Оглу Рауф - Черный тюльпан
- А как насчет интернационального долга?
- Ты по легче!.. Одно другому не мешает.
- Стройся! - последовал приказ командира.
После короткого развода, бойцы полезли в машину. Все стало рутиной.
Всегда кажется, что все самое плохое произойдет не с тобой. Самир иногда представлял себе как может взорваться машина или попасть снаряд в их казарму.
Но - нет... Дальше этого сознание не работало. Это неуловимо - тонкая грань между жизнью и смерью. Пока ты мыслишь, ты объять эту грань не в состоянии.
- Гриша, воду взял? - спросил Самир. - Больно много ты воды пьешь.
- Что делать? Такой фиговый чай дают... Только чаем я могу утолить жажду, но нормальным чаем...

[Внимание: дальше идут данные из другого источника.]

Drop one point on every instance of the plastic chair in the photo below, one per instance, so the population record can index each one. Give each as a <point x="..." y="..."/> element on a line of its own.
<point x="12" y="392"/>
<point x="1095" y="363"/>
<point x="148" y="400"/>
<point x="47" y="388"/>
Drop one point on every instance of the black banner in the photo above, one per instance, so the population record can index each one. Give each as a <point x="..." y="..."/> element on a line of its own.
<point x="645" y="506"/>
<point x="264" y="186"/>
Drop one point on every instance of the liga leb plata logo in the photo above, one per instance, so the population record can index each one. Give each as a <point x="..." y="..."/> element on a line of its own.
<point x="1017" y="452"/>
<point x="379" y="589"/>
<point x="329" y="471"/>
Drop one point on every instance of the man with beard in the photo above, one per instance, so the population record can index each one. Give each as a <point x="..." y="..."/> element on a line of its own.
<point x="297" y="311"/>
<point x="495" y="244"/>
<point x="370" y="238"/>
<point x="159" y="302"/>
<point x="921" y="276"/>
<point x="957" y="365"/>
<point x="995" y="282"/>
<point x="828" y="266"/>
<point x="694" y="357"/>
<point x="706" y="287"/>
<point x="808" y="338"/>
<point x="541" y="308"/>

- Ты хочешь как дома, на блюдечке с вареньем. Дождись "гражданки".
- Если доживу.
- Ты много обо всем этом думаешь. Нафиг! Я вот... Все до одного места. Что будет того не миновать. Главное помирать быстро, мгновенно... Бомба, к примеру, накроит и ты ничего не почувствуешь. До твоего приезда один барак снарядом накрыло... А то прикинь, в госпитале гнить. Одна операция, вторая. Приезжаешь домой - инвалид, третья операция, тихо помираешь и никому нет дела...
- Давай лучше о другом поговорим.
- Давай помолчим.
Самир вновь задумался о том же. "Такой ничтожной кажется жизнь человека. Раз - родился, раз - умер, и нет человека. Трудно поверить в случайность рожденья человека, а как объяснить его смерть? Нет, явно кто-то всем эгим управляет. В школе учителя говорили про атеизм, а сами небось верили в Бога. Только не понятно, добр ли Бог... А может во всем происходящем есть смысл? И в смерти, и в войнах."
Так беспорядочно мысли цеплялись один за другим и даже сам этот мыслительный процесс вызывал восхищение и веру в высшее сознание. "Во всяком случае, думал Самир, с верой легче жить. Вот пожалуй истинные атеисты люди очень смелые. Они не боятся перечеркнуть свое бытие после его финала." Самиру же казалось, что не только, как их учили, материя вечна, но так же вечности принадлежит и сознание, притом сознание каждого отдельного индивидуума.
И тут же пронзала мысль о сне - кусочке ЖИЗНИ, когда отсутствует сознание. Самир вспомнил, как однажды в детстве, когда он осознал, что тоже, как и все в один день умрет, он стал бояться спать. Ведь во сне отключалось сознание. Может вот это и есть состояние смерти или небытия? А кто его знает? С того света никто не возвращался.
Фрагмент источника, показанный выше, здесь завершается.